Gay’lerin hep anneyle ilişkileri sorgulanır. Cehaletimi mazur gör, dominant anne karakterinin cinsel yönelimde etkisi olduğu söylenir. Ama öyle olsa, abin de gay olurdu!
– Aynen öyle! Palavra yani. Mesela eşim Mehmet’in annesi dünya şekeri. Her iki oğluna da hareket alanı açmış, hiç dominant olmayan bir anne. Bir oğlu düzcinsel, diğeri gay olmuş. Ayrıca o kadar çok gay arkadaşım var ki, anneleri yerine babalarıyla problemleri olmuş, onların duygusal ve fiziki şiddetine maruz kalmış.

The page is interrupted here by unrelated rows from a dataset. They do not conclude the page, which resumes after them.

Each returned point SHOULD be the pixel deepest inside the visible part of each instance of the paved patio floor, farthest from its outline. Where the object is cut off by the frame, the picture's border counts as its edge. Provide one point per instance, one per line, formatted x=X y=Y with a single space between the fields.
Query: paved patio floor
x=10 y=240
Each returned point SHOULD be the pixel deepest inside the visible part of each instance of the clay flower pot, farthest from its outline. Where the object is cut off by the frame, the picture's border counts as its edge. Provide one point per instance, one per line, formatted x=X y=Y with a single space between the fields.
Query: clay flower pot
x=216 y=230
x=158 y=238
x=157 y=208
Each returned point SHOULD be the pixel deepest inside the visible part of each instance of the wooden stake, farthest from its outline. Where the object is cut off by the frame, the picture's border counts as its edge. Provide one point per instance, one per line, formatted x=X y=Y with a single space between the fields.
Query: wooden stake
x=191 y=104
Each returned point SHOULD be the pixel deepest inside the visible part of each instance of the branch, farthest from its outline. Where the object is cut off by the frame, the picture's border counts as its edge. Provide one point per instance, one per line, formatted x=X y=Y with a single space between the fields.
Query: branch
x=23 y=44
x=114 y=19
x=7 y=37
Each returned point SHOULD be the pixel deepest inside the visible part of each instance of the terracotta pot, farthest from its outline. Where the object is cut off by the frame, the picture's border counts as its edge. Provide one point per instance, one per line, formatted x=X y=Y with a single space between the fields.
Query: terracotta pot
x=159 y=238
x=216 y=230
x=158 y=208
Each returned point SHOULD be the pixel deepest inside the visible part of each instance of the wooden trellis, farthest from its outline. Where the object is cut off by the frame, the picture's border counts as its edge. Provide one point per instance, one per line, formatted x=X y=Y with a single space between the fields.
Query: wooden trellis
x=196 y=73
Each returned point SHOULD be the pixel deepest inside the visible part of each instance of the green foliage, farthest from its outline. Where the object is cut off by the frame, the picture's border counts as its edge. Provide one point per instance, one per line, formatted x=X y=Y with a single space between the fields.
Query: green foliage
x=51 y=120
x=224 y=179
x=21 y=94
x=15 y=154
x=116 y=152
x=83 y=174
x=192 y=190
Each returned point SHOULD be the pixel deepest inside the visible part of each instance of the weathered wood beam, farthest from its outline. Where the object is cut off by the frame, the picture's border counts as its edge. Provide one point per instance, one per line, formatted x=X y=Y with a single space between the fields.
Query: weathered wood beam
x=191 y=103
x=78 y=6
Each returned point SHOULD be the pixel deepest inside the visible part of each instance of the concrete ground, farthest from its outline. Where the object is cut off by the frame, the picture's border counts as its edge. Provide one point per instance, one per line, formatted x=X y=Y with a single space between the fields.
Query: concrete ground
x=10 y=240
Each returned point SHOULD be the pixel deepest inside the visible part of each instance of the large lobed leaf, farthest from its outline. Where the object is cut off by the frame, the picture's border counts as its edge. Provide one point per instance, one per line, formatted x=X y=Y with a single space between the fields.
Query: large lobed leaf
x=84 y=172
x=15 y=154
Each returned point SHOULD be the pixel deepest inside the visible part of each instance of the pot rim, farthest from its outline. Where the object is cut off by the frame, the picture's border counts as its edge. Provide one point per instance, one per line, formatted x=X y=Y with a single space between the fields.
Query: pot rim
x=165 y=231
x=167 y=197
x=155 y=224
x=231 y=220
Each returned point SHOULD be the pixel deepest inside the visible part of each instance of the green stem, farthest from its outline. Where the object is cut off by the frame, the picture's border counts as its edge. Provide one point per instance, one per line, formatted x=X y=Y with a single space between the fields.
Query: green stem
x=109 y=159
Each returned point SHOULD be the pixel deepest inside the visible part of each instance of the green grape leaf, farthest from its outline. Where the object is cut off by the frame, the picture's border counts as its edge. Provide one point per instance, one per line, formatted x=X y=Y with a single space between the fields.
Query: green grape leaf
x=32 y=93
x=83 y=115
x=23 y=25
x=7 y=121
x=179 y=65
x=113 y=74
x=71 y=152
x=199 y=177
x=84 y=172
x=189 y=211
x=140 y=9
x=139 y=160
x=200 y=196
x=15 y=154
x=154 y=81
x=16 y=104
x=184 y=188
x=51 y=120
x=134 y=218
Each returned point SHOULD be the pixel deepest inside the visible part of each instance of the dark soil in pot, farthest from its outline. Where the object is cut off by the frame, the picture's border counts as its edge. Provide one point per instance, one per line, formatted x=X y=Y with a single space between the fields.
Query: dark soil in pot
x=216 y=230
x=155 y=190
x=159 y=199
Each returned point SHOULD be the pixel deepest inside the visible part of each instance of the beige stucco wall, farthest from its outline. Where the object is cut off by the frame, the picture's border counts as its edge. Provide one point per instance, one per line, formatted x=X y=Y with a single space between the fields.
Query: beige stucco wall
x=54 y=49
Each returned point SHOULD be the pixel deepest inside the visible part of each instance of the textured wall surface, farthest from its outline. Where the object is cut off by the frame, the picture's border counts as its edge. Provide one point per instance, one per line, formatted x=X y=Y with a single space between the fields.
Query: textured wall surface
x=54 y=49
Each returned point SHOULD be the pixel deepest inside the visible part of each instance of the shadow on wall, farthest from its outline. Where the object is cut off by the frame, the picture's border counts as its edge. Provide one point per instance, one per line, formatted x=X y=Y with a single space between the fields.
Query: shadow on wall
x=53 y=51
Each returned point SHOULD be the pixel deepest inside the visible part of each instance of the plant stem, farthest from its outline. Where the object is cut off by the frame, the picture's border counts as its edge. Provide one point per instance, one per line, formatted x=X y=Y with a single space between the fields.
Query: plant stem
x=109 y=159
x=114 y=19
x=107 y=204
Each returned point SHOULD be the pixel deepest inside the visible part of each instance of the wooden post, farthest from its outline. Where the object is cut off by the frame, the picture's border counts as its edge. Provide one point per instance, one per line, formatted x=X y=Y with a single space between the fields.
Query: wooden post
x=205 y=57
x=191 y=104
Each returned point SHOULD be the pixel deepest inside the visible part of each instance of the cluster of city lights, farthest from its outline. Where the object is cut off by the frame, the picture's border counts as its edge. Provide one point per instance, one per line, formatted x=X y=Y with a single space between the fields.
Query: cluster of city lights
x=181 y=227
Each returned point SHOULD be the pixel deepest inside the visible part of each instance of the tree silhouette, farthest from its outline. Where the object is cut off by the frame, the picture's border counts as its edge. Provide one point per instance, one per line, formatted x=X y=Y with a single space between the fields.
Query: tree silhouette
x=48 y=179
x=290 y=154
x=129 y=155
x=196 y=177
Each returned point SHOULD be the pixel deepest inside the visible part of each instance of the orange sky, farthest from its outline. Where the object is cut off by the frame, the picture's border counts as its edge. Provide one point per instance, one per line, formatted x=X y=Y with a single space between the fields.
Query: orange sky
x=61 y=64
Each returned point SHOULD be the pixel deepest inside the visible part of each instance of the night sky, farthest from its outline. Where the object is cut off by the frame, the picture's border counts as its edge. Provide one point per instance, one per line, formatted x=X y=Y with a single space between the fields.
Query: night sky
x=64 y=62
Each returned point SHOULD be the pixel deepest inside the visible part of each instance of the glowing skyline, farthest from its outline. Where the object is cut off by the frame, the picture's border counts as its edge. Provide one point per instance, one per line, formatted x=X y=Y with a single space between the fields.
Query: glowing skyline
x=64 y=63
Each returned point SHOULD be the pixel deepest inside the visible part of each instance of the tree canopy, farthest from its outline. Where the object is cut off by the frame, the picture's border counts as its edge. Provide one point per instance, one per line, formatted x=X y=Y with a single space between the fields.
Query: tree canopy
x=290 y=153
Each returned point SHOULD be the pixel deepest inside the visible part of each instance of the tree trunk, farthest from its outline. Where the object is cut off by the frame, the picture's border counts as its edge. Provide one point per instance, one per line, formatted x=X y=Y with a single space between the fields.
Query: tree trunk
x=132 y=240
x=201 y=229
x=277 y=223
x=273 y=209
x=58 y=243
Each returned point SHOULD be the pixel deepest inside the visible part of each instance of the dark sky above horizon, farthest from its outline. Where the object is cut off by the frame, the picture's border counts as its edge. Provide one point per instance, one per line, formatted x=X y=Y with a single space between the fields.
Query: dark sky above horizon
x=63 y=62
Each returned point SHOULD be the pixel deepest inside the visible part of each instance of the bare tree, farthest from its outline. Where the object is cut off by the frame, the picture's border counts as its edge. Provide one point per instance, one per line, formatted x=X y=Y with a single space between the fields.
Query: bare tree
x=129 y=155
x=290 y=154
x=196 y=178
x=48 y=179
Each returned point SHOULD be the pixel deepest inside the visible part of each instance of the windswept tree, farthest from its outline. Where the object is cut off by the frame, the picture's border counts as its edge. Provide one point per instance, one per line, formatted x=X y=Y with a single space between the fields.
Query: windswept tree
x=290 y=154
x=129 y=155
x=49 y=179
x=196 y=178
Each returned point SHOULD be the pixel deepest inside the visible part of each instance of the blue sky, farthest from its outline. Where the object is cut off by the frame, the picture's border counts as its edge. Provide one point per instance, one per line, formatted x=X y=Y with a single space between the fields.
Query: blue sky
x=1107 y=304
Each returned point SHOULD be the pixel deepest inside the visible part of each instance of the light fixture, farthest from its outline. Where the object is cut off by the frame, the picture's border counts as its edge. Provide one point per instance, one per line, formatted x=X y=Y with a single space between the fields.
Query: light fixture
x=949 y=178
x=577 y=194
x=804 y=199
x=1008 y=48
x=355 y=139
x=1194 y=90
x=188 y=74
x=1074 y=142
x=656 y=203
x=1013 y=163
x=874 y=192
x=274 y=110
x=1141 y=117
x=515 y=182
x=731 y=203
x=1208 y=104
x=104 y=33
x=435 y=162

Bir gay, rol model olarak annesini mi alır?
– Alabilir. Ama almayabilir de. Bence bu genellemelerden uzak durmak lazım! Anneyle daha çok zaman geçirdik diye gay olduğumuzu zannediyorlar. Bu da palavra! Evet, rol modeller karakterimizi belirliyor ama yönelimizi belirlemiyor. Benim zamanımda bu konularda deneyimsiz doktorların, “Babasıyla daha kaliteli zaman geçirsin, balığa gitsin, maça gitsin” diye tavsiyeleri olmuş gay arkadaşlarıma. Trajikomik tavsiyeler bunlar! Gay yönelimi olan bir çocuğu, futbol maçına götürürseniz düzcinsel olmaz! Tam tersine futbolcuların bacaklarını filan seyreder.

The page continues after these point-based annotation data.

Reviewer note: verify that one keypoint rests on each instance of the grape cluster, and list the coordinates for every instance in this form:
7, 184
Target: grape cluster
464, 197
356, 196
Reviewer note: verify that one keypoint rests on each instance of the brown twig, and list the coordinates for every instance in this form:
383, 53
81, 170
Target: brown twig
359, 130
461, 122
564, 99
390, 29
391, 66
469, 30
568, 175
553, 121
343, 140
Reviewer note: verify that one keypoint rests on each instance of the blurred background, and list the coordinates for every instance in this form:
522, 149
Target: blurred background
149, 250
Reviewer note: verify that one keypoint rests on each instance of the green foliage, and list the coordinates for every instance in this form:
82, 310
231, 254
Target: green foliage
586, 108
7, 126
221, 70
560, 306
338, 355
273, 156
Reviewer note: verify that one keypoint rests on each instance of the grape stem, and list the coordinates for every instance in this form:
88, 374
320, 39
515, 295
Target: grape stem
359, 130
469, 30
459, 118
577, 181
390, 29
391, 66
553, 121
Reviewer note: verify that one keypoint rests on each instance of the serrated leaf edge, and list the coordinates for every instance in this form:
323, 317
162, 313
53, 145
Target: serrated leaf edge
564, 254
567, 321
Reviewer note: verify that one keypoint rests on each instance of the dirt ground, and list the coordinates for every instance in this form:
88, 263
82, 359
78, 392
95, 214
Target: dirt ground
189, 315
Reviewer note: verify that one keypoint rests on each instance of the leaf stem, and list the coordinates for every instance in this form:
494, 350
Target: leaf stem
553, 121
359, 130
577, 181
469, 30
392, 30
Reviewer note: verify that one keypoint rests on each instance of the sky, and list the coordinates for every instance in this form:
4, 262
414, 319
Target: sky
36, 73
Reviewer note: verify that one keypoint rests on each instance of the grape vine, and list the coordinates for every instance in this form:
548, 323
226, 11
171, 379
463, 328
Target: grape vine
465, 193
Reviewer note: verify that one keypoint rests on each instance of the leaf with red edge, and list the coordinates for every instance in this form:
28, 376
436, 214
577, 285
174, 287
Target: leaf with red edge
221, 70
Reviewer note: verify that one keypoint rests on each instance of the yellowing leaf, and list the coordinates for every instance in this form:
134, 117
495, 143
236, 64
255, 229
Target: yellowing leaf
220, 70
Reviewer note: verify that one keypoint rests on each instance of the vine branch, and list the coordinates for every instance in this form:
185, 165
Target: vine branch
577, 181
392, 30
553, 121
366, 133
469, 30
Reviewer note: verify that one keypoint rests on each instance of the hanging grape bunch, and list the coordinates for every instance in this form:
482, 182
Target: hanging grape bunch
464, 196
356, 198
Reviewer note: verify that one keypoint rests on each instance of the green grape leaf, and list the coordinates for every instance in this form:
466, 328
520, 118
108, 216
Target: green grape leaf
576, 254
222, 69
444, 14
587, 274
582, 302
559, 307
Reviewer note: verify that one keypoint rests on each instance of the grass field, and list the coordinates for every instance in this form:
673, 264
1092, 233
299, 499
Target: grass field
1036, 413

Gay’lik doğuştan olan bir şey, o yüzden ‘eğilim’ değil ‘yönelim’…
– Aynen öyle! Kesinlikle yönelim. ‘Tercih’ kelimesinin asla kullanılmaması gerek! Ben böyle doğdum. Tıpkı kahverengi gözlü olmayı da, kel olmayı da tercih etmediğim gibi gay olmayı da tercih etmedim! Kellik, kulağa kötü gelebilir, gay olmayı kötü sanmayın. Yönelimin iyisi-kötüsü olmuyor. Benim gerçeğim bu. Dominant anneye gelince, onların evlat baskısı hep var. Ama gay-lezbiyen veya düzcinsel farketmiyor. Ebeveynler, kabul etme duygusunu vermediği sürece, içimizdeki huzursuzluk bir türlü dinmiyor. Tek istediğimiz, “Canım oğlum, canım kızım, ben senin annenim ve hayatım el verdiğince seni korurum. Sana kimseler bir şey yapamaz. Sen benim canımsın!” diyebilmeleri. Bu kadar kolay aslında.

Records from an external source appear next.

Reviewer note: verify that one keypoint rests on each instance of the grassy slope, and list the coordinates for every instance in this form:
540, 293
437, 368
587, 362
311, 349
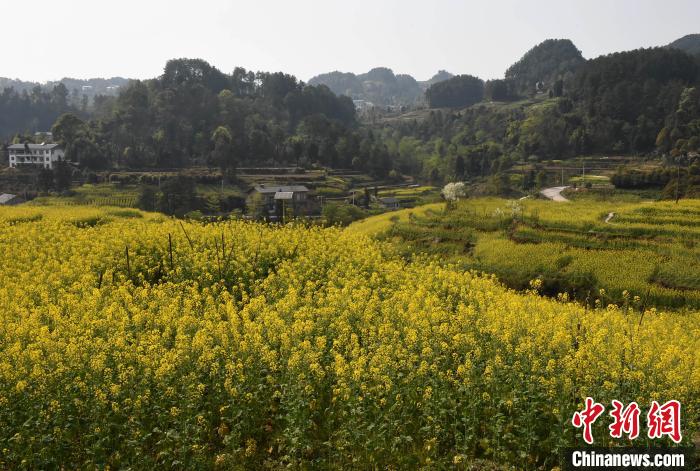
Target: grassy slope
376, 224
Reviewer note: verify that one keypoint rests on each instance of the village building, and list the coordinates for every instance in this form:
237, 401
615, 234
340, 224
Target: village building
8, 199
275, 197
389, 202
38, 155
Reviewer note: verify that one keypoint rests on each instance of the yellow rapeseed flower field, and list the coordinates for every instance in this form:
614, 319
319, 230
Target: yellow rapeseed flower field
132, 340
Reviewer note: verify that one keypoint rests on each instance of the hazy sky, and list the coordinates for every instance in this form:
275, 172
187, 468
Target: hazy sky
50, 39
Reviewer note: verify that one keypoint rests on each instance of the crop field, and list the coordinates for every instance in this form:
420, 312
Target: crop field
105, 194
132, 340
646, 252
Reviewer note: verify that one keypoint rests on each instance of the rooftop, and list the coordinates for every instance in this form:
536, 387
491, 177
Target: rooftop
284, 195
32, 146
267, 189
5, 197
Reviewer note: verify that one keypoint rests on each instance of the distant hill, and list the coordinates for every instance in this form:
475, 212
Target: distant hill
77, 88
547, 62
689, 43
379, 86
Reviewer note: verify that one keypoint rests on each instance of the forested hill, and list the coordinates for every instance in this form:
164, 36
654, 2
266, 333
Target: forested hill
638, 103
194, 114
77, 88
689, 43
379, 86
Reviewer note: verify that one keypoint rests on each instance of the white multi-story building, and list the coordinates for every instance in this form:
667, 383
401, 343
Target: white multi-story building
44, 155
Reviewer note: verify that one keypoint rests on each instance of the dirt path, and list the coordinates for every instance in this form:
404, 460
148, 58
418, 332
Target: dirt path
554, 193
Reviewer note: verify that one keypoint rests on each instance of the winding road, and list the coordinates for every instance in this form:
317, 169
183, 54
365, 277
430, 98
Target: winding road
554, 193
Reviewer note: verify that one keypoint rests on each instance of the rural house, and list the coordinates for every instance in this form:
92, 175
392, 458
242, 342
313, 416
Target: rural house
275, 196
40, 155
389, 202
7, 199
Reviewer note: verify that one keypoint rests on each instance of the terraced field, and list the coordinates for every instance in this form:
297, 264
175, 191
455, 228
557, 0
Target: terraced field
646, 253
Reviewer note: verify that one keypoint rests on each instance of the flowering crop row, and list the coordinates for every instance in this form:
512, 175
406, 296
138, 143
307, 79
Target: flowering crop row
132, 340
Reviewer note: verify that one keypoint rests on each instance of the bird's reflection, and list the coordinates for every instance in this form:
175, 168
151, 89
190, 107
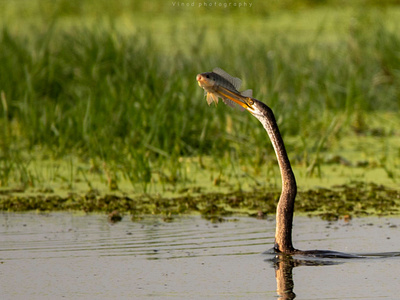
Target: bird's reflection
284, 264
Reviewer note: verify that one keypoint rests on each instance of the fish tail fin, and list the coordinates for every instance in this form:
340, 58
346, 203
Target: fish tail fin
247, 93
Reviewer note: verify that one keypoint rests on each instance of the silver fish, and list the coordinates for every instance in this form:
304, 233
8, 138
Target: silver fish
218, 84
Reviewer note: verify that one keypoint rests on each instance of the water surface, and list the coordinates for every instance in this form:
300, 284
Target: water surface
59, 255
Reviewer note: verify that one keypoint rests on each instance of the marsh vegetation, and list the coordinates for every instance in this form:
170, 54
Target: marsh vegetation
102, 100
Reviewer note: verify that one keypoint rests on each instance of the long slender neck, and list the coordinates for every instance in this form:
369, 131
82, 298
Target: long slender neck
285, 208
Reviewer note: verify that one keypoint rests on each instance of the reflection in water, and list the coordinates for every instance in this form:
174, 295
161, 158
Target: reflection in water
48, 256
284, 264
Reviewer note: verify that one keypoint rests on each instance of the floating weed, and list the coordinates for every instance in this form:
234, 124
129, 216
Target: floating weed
344, 201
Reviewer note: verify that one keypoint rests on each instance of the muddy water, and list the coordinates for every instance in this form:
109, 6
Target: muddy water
68, 256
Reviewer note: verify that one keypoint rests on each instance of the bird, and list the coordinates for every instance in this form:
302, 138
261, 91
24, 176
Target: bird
285, 208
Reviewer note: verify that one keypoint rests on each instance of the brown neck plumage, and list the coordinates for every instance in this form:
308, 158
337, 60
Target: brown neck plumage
285, 208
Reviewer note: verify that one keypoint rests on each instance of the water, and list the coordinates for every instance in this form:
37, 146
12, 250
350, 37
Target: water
62, 255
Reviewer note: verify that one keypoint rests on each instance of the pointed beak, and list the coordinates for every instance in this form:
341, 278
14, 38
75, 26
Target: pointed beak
245, 102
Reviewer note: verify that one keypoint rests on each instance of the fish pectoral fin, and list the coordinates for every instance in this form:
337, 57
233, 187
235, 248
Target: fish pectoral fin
231, 103
236, 82
212, 98
247, 93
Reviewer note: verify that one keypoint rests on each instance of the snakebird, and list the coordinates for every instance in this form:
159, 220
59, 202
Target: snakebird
285, 208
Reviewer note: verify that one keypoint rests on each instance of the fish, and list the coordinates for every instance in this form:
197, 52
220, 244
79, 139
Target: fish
220, 84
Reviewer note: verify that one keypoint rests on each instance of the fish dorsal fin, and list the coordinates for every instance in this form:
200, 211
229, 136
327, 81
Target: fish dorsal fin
236, 82
247, 93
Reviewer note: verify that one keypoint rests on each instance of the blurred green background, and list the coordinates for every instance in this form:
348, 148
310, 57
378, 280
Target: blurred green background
102, 94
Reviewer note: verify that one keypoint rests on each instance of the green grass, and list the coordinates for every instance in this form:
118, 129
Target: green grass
113, 99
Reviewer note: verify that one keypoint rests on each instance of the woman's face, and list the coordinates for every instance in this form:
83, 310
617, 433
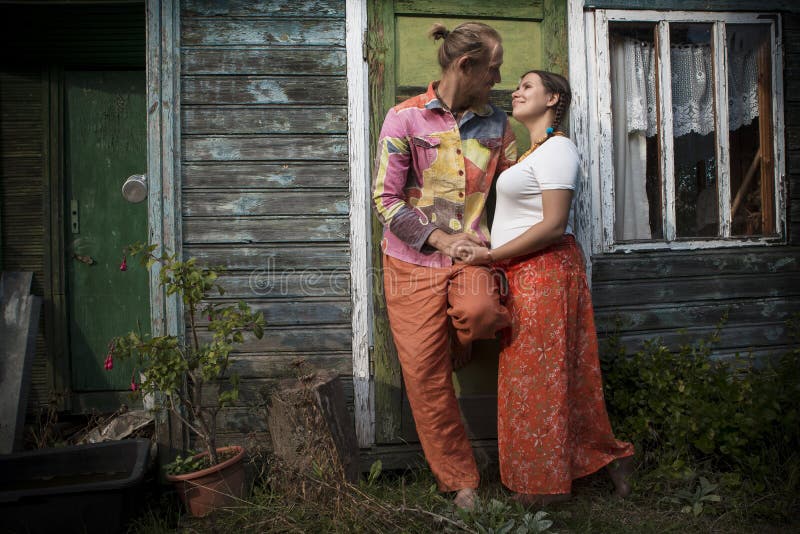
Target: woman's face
531, 100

Senin annenle ilişkilerin nasıldı?
– Komplike! Annem artık hayatta değil. Çok karışık bir 47 yıl geçirdik birlikte. Kimi zaman çok eğlenceliydi, kimi zaman da bezdirici. Müthiş bir hayranlık da vardı karşılıklı. Sevgisini bölüşmek istemeyen hali, beni çok bunaltırdı. Arkadaşlarımdan, sevgililerden kıskanması bana “Bu ne garip bir anne, sevgili gibi” dedirtti sonraki yıllarda.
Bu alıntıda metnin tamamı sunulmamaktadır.